BAD & BAD【Ⅱ】
てっきり、小泉パパと一緒に教室を出て行ったかと推測してた。
なんで一緒に行かなかったんだ。空気読んでよ。
善兄は余裕そうに、喉を鳴らして笑った。
胸キュン的な意味で殺傷能力の高い、善兄の極上な笑顔に心臓を殺られたクラスメイトが、メロメロになりながら善兄を囲んだ。
うっわ、善兄の周りだけうじゃうじゃしてる。あそこには近寄りたくないな。
私は教室の端を慎重に移動して、善兄のいるうじゃうじゃスペースを避けながら、自分の席を目指した。

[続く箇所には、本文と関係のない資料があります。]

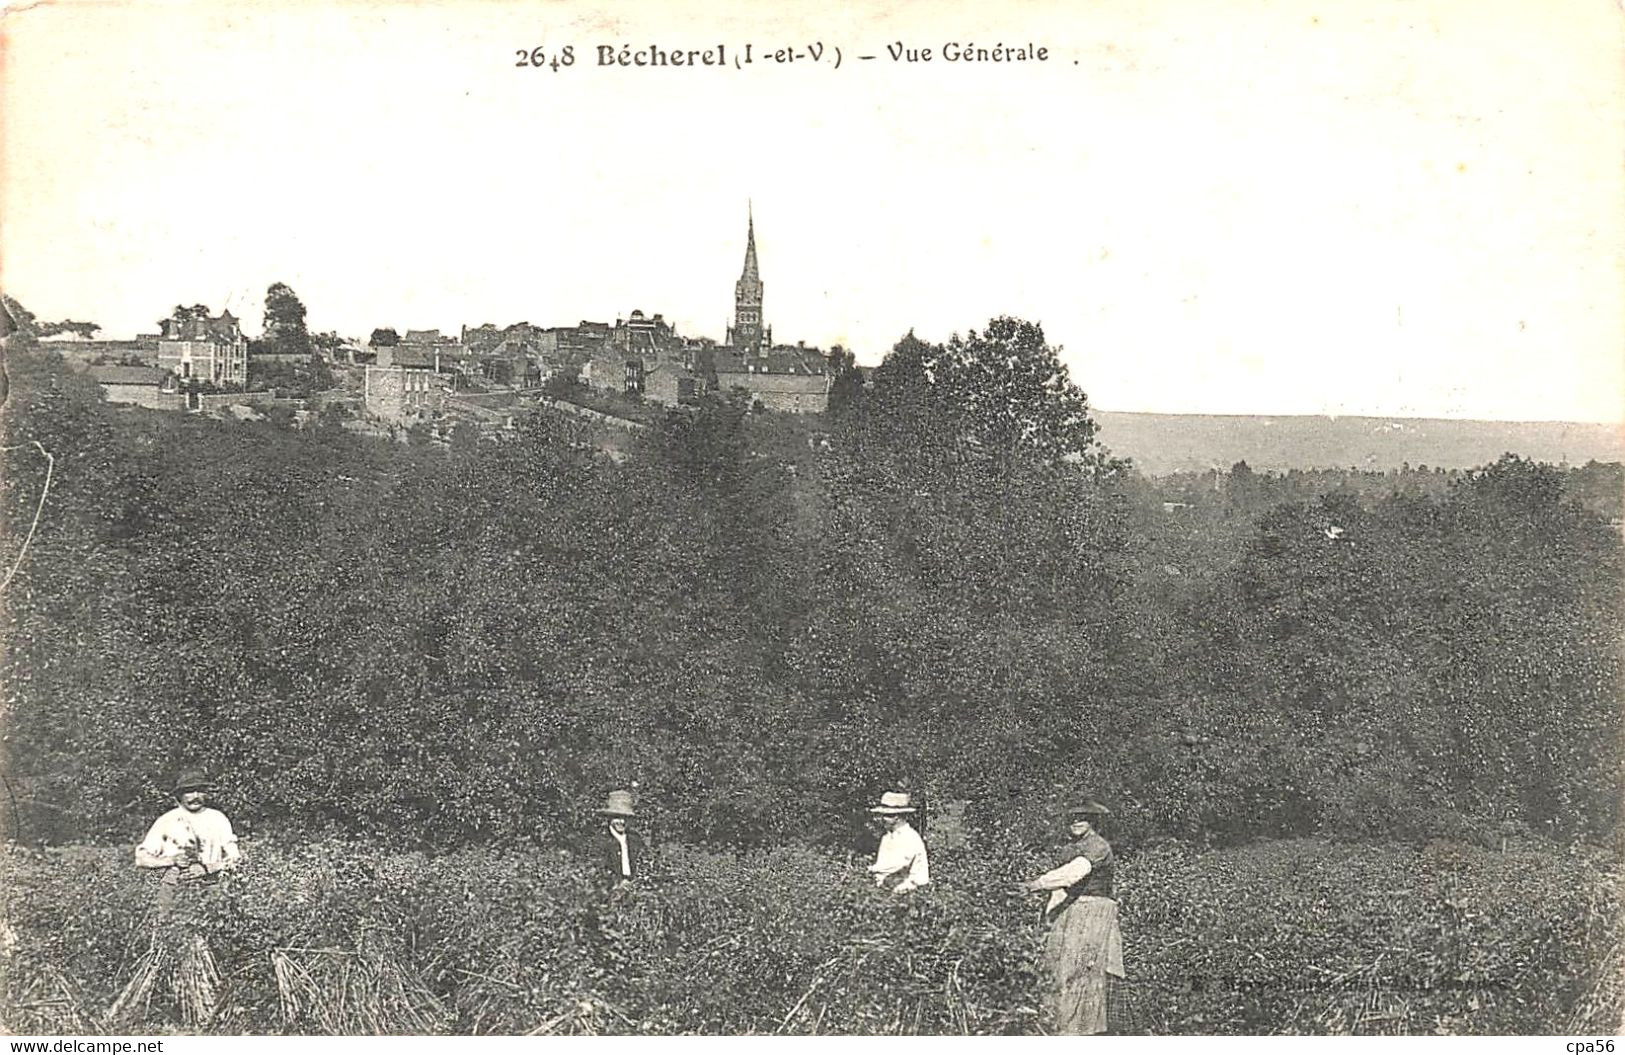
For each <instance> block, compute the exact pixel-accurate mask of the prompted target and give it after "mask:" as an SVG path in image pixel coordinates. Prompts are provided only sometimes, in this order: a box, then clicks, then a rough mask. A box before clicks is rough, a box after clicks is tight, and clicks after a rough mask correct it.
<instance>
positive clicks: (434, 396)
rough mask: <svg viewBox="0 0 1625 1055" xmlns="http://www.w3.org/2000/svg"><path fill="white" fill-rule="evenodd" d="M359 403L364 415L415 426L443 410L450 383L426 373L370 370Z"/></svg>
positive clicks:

移動中もずっと、私の姿が善兄の視界に捕まえられているようで、お腹の底から悪意がこみ上げてきた。
教育実習生がやって来た先週に、なんとなく気づいたことがある。
善兄は、皆のいるところでは、私に執拗に迫ったりしない。
夏休み明け初日の朝は例外として考えてみたら、至極単純にそういった考えにまとまった。
教育実習とはいえ、先生と生徒。恋愛関係になることは、やってはいけない禁断の行為。
当たり前と言っちゃあ、当たり前だ。
だから普段は、名前を呼んだり、笑顔を向けてきたり、近くに寄ってきたり、何かと口実をつけて2人きりになろうとしたり……あれ?普段から割と、私と距離を詰めようとしてないか?
で、でも、普段は結構、善兄は煩悩を抑えている、と思う。た、多分。
抱きついてきたり、愛の告白をしてきたり。
そういう、傍から目撃されたらすぐに問題になるようなことは、普段は……あえてもう1回言おう、普段はやってない。
2人きりになると、途端に強気になってがっついてくるけど。本気でやめてほしい。迷惑だ。